Refereeing the bouts is only the beginning of Swartz and Shaw's responsibilities when the duo rolls into town. In addition to setting up and breaking down the ring (maximum size: 12'x12'), they must recruit fighters and card girls, manage rowdy, boozy crowds and sometimes deal with local officials who want to stop the night before it even happens.
"We've never not been able to convince them to let us do our show that night," Shaw said. "But they may have stopped us from coming back."
Knockout has already done two uncontested fight nights in Lawrence. No city ordinance prohibits boxing, but a Kansas statute does prohibit "prize fighting."
Representatives from the Douglas County District Attorney's Office said a full investigation would be necessary to determine whether Knockout Events was violating the statute. For that to happen, someone would first have to file a complaint with the Lawrence Police Department.
Fighters must sign a waiver absolving Knockout Events and the bar of responsibility should they get injured (they must have valid health insurance). The fighter also promises not to fight under the influence of drugs or alcohol, though Shaw admits the system is not foolproof.
"I'm sure it happens," he said. "We won't let them fight if they're obviously drunk."
Thanks to protective headgear and cumbersome 20 oz. gloves, broken noses are rare if nonexistent. Still, Knockout keeps a certified EMT on hand for each event and sometimes hires an ambulance for larger events. But though Shaw has witnessed a few dislocated shoulders and torn ligaments, he said the most common problem in the ring is exhaustion.
"Even athletes who have done other sports don't realize how tiring it is until they do it," he said.
People are only allowed to box if they have been in fewer than 10 amateur fights. Though boxers are on the honor system, Shaw said it's easy to tell a non-amateur when he or she gets in the ring and starts putting together combinations.
"It's not even fun to watch and somebody could get hurt," he said. "What we really want are the beginners; that's really our show."
To keep professional-grade fighters from entering, Knockout Events rarely gives away cash prizes, instead offering leather and brass belts to tournament winners.
Though Knockout typically separates male and female fighters, opposite sexes have on occasion agreed to fisticuffs.
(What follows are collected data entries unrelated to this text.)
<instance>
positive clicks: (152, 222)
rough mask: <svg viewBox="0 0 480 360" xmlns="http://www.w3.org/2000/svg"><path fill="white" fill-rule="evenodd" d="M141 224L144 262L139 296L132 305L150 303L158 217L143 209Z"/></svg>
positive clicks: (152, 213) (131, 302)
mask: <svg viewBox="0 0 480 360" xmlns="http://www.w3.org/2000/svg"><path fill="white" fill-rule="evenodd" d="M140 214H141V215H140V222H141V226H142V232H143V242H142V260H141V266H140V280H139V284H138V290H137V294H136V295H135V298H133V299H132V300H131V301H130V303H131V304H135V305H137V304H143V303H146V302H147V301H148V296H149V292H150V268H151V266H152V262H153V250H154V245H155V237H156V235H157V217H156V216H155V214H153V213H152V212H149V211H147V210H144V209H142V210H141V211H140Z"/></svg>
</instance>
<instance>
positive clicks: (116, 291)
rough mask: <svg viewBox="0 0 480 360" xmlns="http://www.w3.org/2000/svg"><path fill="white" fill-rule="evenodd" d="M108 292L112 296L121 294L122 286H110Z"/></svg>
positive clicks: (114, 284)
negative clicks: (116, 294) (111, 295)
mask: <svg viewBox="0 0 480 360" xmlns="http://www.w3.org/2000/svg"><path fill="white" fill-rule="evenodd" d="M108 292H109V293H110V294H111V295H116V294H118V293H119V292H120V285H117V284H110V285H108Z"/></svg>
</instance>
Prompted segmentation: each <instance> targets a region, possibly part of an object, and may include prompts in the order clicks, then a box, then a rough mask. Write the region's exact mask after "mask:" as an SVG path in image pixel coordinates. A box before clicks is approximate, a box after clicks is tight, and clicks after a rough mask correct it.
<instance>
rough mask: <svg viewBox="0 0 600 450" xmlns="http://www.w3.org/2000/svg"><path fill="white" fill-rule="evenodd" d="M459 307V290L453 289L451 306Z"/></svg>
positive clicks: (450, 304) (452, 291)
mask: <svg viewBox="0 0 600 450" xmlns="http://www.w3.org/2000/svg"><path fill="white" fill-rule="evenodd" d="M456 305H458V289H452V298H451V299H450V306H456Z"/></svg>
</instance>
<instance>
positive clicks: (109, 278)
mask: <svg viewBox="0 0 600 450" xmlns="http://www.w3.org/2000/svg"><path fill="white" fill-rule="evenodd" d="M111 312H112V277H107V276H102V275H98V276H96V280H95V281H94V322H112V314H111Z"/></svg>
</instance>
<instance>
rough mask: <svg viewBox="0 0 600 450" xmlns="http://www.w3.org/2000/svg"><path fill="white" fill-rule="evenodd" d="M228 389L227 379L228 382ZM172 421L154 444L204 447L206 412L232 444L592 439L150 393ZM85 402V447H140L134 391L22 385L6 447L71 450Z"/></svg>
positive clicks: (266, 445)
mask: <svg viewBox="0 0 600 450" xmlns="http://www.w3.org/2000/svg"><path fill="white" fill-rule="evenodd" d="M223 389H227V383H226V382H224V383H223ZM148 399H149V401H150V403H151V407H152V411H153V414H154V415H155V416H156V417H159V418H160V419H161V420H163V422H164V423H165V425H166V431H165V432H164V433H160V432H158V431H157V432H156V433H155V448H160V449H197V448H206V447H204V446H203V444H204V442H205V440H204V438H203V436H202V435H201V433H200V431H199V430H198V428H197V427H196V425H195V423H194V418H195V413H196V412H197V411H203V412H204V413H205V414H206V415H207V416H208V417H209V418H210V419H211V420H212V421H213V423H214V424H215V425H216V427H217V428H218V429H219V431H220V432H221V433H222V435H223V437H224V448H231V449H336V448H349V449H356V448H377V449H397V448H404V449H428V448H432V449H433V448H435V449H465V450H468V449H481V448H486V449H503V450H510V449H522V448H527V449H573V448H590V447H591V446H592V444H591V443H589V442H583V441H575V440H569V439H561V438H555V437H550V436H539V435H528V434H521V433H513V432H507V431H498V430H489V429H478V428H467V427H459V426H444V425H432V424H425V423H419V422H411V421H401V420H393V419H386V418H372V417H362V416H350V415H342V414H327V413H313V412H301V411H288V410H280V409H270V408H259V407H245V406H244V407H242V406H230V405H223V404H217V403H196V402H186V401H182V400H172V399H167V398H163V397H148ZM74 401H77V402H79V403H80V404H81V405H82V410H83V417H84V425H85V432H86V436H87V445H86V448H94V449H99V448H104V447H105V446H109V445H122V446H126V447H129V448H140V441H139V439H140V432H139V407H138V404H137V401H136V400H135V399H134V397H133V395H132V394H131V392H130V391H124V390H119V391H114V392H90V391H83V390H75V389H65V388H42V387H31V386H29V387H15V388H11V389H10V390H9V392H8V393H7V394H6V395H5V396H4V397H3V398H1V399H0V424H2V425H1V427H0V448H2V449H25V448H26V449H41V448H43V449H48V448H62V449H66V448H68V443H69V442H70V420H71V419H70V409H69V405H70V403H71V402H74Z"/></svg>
"If (guys) want to get up there and make an ass out of themselves, that's fine," Shaw said. "They either beat the girl up or they lose; either way they're screwed."
KU sophomore Jonathan Wilde was one of the few boxers who made it through an entire fight when Knockout Events came to Lawrence last October. The 19-year-old architecture major won all three of his fights to take the lightweight title.
"By the end of it, it felt good as shit but I was beat to hell," Wilde said. "You can't really tell someone what it's like. After they do it, they sort of realize the rush."
Wilde said he was surprised by the sloppiness of the fighting.
"At first I was thinking of the shit I was going to do, like, 'I'm going to duck and weave or whatever,'" he said. "As soon as I got in there, my headpiece wasn't on real tight and I just got clocked, and my headpiece swung down and I couldn't see and I got hit like three or four more times ... So then after that I just started swinging ... and luckily I hit harder."
On the girls side, Jessica Wright didn't fare quite as well. The 19-year-old lacrosse player came to watch but ended up in the ring at the prodding of friends.
Wright lost her first fight to a taller and stronger opponent and spent the next week staving off a mild concussion.
"Hindsight is 20/20," she said. "No permanent damage done; maybe a little bruise to my pride."